Applied Learning: Don’t just write to your classmates, talk to them

by Vinesh Kannan, Class of 2015

The diversity and potential that student-led organizations have at IMSA is tremendous. This time of year, many students are applying for positions in groups because they enjoy their activities and because they provide a great opportunity for personal development. If you value those clubs and their contributions, you’ll take it as your responsibility to ensure that they improve with every year. While writing your responses, reach out to those students who made the applications in the first place – this article will give you a peek into what you can learn from them.

’Tis the season for applications, interviews, and group processes. Within 24 hours of the Application Library’s debut on the Student Council website, it jumped onto our top ten pages list, with more than 244 different users having downloaded a document to this date.

This is with good reason. With such a variety of vibrant student-run organizations at IMSA, it’s easy to imagine yourself joining the ranks of a club or team that interests you. These “extracurricular” activities are opportunities that so many of us at IMSA engage in not just because they are fun, but despite the connotation of the term used to describe them, they can be a powerful educational experience. Students at IMSA should be encouraged to pursue leadership roles in groups on campus because they are fantastic outlets for our skills and teach crucial lessons about cooperation and creativity. And if you value those clubs and their contributions, you’ll take it as your responsibility to ensure that they improve with every year. The challenge comes in pitching yourself to your classmates as a valuable asset in a club. No matter how excited you are about applying to join a new organization, if you don’t have much experience with the work and tasks that the group needs to complete, writing a strong application can be tough. On both sides of the application process, I have observed my classmates frustrated with vague responses, unimaginative ideas, and confusion over the basic functions of an organization on our campus.

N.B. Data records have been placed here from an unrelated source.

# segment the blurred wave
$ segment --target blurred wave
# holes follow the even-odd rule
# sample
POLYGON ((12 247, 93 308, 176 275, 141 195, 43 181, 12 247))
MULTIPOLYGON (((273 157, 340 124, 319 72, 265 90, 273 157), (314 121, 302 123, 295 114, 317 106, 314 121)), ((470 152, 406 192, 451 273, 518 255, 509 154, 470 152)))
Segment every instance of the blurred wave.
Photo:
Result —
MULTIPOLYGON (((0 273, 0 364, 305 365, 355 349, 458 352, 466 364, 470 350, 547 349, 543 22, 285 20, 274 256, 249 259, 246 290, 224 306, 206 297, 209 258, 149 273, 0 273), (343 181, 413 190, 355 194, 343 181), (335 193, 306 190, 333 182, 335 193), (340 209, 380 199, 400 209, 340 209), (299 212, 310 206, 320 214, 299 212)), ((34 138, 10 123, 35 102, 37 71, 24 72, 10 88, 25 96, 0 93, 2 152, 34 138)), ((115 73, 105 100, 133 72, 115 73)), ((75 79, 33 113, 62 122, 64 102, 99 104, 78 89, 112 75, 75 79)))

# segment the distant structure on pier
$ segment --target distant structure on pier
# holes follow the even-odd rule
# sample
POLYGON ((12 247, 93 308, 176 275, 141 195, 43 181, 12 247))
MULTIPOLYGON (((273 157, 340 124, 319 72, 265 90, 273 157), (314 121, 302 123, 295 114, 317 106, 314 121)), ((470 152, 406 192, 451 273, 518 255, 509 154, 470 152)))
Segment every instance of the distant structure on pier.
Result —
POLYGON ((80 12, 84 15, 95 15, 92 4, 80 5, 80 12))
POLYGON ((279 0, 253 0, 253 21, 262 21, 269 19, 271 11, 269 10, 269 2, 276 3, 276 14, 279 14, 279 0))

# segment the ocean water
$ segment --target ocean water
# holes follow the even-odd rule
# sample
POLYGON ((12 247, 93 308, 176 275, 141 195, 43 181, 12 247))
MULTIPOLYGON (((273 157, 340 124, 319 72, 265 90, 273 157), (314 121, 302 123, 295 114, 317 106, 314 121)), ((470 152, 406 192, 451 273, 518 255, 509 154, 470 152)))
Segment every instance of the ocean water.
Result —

There is a simple solution to this: just reach out to the people who brought you that diabolically difficult application in the first place. Applying can be a powerful learning experience too if you treat it as such. The best source of information and inspiration for diving into a club lies in the students who work to make them thriving organizations. Many of us become interested in and learn about groups at IMSA in the first place because upperclassmen we look up to or live with are so involved in them. Even though your application reflects your perspectives, skills, and ideas, there is no shame in reaching out to current members of the group for help and constructive feedback along the way. If you’ll be filling out an application in the next few weeks, do the quality of your responses a favor and take the following bits of advice… there’s a good chance you’ll surprise yourself with how much you learn.

Pick someone’s brain.

Calling for new members provides a special moment of exposure for a club at IMSA. With a new year ahead, candidates for leadership positions begin to put more thought than usual into devising new projects and events for the future. To make sure that those ideas are valuable and not a waste of time to the people reading them when they pop up in application responses, a good applicant needs a little something called “organizational memory.” It’s a technical term that refers to the history of a team’s efforts, especially with respect to their successes and failures. If you run an idea by an upperclassman on the board of the club you are applying to, there’s a good chance they’ll be able to point out some holes in your plan that, while perhaps not apparent to you, they must have dealt with many times over. New students discussing past endeavors with more experienced members is necessary to prevent an organization from repeating the same mistakes each year. Experienced leaders are always willing to talk about the causes and projects they care about, take advantage of that wealth of knowledge to bolster any content in your applications.

Find another pair of eyes.

Organizational memory has to do with successes as much as failures. While not all veteran club members will be able to fully open up and analyze reasons for failure within their organization, usually because they’re tackling those problems at the present time, you can find people to share their team’s successes anywhere. Talking to any classmate who is close to you and involved with a cause or organization on campus can reveal the tips to creating a great event, reaching out to more students, or dealing with money or time constraints. Groups on campus could learn a lot from each other with just a few conversations and when applying to one, you have a chance to connect their knowledge and create growth. I won’t spoil these pieces of advice with any specific examples – you can find plenty of those just by striking up a chat with a classmate. Thinking of applications specifically, it couldn’t hurt to have that person read over one of your responses to see if you are communicating your thoughts effectively or give you a new perspective on the topic.

Applications and the thoughts that student put into them make for easy prompts to jumpstart a conversation with a more experienced classmate about the organizations that do so much for this campus. But the most important thing to remember is that there’s no good reason to make those discussions exclusive to the application period. Truly passionate veteran leaders will always have an open door and some knowledge waiting for you. Take them up on that, because passing on helpful lessons to the next generation of leaders at IMSA is the only way that our promising clubs and teams can grow. No matter what time of year it is, you can always apply yourself.